Fighting and arguing should be moved from quickly. Scripture commands us in Romans 12:8 “If possible, so far as it depends on you, live peaceably with all.” We are a family of sinners, living in a sinful fallen world, so yes, there are times when the sounds in our home are not beautiful. My children do squabble. They do say hurtful things to each other. They can be very cranky and argumentative. My goal is to nip it quickly. It takes two to disagree, so I usually find the perpetrators and try to discern the reason for the quarrel. Very often, pointing them to Christ is all it takes to re-align their thoughts. “Does what you are doing and saying bring God glory?” Then a hug between the two offenders accompanied with an apology ensues. Giggles often follow as the two try to over-hug. But I do believe humor is a great mood adjuster…making my children partake in a tickle fight or game of making funny faces is very helpful in getting them to change mental directions.

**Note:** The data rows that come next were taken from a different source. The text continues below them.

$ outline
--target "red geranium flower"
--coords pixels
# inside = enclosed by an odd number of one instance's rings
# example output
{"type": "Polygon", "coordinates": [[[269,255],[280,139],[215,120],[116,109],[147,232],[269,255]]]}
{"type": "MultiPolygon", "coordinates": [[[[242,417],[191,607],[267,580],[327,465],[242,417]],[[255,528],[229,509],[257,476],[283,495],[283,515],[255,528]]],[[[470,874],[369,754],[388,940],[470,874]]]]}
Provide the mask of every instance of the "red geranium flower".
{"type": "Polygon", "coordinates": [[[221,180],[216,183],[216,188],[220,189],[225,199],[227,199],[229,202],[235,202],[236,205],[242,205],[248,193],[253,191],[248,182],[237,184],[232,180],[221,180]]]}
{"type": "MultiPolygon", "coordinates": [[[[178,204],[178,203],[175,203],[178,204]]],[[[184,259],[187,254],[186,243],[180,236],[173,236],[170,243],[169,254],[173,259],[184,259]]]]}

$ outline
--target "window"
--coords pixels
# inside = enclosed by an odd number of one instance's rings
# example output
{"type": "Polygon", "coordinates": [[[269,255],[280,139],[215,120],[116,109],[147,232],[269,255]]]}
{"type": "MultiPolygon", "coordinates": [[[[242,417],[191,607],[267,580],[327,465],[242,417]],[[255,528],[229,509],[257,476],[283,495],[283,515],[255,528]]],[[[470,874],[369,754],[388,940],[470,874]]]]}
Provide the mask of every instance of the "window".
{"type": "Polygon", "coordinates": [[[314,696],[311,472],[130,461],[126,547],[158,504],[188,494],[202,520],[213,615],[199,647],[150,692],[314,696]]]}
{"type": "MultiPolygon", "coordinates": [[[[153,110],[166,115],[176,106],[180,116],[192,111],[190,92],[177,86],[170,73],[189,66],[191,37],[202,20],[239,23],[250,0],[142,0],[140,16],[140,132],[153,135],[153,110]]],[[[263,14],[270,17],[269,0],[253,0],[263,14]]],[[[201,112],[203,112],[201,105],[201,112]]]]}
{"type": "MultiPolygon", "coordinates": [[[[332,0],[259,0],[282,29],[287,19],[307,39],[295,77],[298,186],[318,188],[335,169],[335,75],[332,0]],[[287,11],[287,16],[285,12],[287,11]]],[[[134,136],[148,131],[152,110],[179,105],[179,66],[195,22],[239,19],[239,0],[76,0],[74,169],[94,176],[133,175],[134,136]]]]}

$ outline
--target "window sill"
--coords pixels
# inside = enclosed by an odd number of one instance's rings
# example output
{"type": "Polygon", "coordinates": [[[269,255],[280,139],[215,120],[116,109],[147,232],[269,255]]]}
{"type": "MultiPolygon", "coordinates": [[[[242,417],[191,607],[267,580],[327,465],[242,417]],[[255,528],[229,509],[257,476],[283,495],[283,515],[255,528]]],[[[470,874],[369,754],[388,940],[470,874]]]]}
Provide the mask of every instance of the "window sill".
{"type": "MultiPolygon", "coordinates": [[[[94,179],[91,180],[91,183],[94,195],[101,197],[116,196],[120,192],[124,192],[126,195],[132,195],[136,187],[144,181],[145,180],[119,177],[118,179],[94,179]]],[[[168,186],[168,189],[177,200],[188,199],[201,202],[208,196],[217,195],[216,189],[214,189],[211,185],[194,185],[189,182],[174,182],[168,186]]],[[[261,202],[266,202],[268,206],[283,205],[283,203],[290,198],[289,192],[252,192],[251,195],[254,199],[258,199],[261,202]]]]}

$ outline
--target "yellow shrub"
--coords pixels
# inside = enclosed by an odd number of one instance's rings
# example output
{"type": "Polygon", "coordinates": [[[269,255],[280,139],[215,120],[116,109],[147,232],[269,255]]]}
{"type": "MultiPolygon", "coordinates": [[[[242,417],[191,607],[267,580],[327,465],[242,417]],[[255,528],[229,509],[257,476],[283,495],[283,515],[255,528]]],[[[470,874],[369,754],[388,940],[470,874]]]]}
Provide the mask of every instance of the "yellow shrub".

I do not want to ignore their squabbles no mater how trifle they seem to me. Disagreements are normal, but it is important to teach children how to handle those situations and how to move past that moment of pain and back into friendship. I do realize not every child is wired to adjust his or her attitude on a dime, but as parents who know our children, we can certainly find ways that work for each of our children, to help them respond in biblical ways to squabbles and hurts. This takes time…years in fact, but it is essential to cultivate in little hearts. Way too many adults have no idea how to handle conflict correctly, leading to broken relationships, divorce, and un-Christlike Christian testimonies. As the post His Grandma Shocked Me describes, it is essential for our grown-up hearts to learn and practice quick make-ups that finish with a dash of warmth. Bitterness, grudges, the silent treatment are immature and godless responses to disagreements and hurts in children just as much as in adults.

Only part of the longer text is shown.